Governments are ordering Internet shutdowns more frequently, as well as blocking websites and platforms ahead of critical democratic moments such as elections and protests. New emerging technologies such as AI and the Internet of Things are still developing, and we face an increasingly digital future which will bring with it further challenges to the protection of freedom of peaceful assembly and association (FoAA) rights.

The Special Rapporteur outlined the notion that the freedom to peaceful assembly and association everywhere is protected through international laws and standards and stressed that these protections apply to the online arena of civil society space in the same manner as they do elsewhere.

Existing international human rights norms and principles should not only dictate State conduct in the digital arena, but also be the framework that guides digital technology companies’ design, control and governance of digital technologies.”

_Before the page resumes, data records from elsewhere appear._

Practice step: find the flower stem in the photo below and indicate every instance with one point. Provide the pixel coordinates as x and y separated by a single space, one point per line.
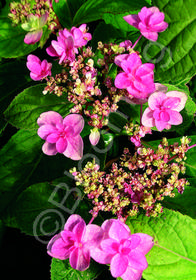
192 146
141 111
136 41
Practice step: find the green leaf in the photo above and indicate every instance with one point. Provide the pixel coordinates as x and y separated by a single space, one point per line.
33 213
175 51
61 270
65 10
12 73
93 10
25 109
12 40
173 256
184 203
22 163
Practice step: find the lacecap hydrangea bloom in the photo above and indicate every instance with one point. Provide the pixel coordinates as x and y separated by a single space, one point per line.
137 78
68 42
125 252
76 242
39 69
61 135
149 21
163 110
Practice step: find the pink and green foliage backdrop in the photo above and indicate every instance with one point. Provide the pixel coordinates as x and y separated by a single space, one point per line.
43 183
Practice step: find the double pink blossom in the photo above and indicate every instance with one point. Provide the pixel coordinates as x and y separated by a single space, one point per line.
68 42
149 21
39 69
34 25
75 242
61 135
137 78
163 110
125 252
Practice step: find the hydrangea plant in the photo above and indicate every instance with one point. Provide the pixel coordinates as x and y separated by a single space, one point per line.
99 164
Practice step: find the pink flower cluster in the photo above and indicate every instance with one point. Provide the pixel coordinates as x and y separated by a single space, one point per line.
61 135
112 243
163 110
149 21
39 69
137 78
68 42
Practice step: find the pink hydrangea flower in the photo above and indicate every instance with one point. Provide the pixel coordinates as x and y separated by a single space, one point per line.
137 78
61 135
75 242
163 110
63 48
94 136
39 69
68 42
80 35
124 252
149 21
34 25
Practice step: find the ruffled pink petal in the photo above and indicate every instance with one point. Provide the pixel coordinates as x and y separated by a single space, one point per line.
110 246
93 236
137 260
118 265
156 18
160 125
156 99
35 77
147 118
79 230
181 95
51 51
122 81
118 232
33 58
160 87
133 61
100 256
146 242
61 145
34 67
74 148
171 102
132 20
50 117
45 130
119 58
49 149
56 248
152 36
160 27
79 259
132 274
175 118
33 37
72 221
76 121
52 138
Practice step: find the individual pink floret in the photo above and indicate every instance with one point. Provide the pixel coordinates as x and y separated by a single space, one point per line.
39 69
61 135
75 242
80 35
163 110
137 78
149 21
63 48
125 252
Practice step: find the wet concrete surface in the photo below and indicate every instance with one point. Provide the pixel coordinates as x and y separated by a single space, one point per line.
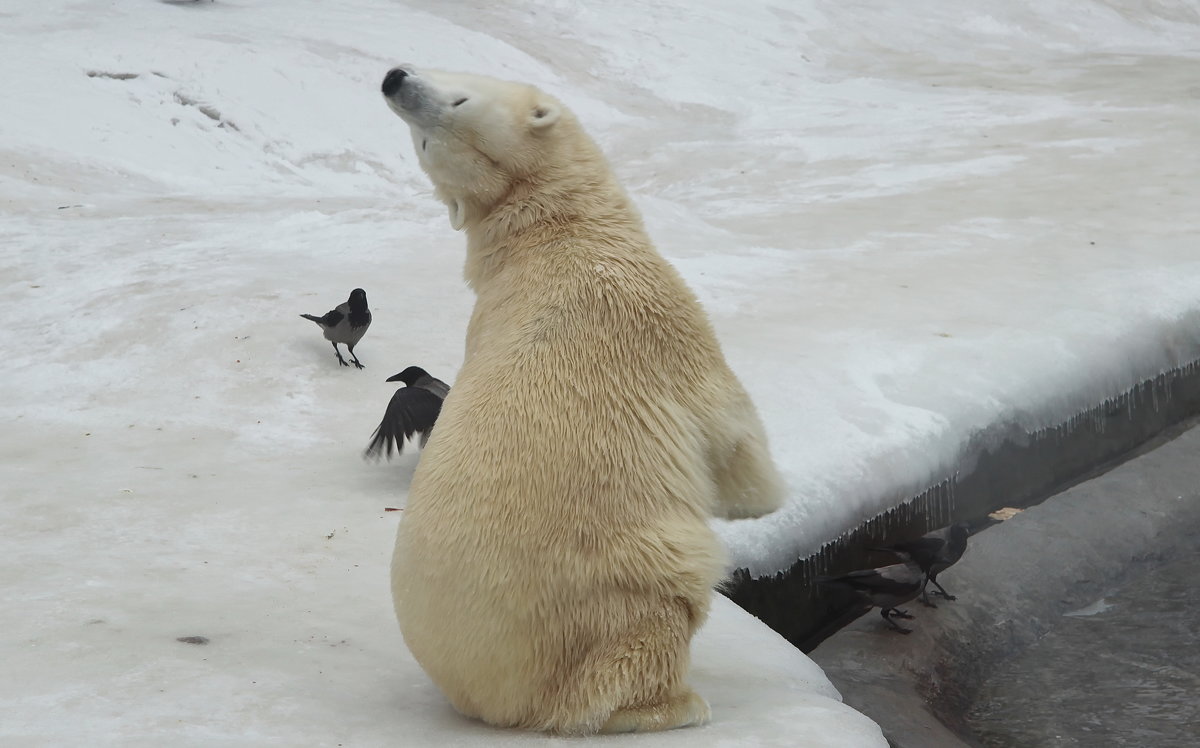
1123 670
1014 585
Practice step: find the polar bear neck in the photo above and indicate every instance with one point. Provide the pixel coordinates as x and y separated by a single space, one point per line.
540 211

UNSR Voule called on States to implement said international laws that protect the rights covered by his mandate in national legislation. He also called on digital technological companies to commit to respecting these laws in order to enable the full enjoyment of these rights in the digital arena through technologies of today or through technologies that will be invented in the future.

In fulfilling their respective responsibilities, States and digital technology companies should comply with well-established principles of non-discrimination, pluralism of views, transparency, multi-stakeholder participation, and access to justice”.

This report (A/HRC/41/41) was submitted by Special Rapporteur Clément Voule to the Human Rights Council at its 41st forty-first session.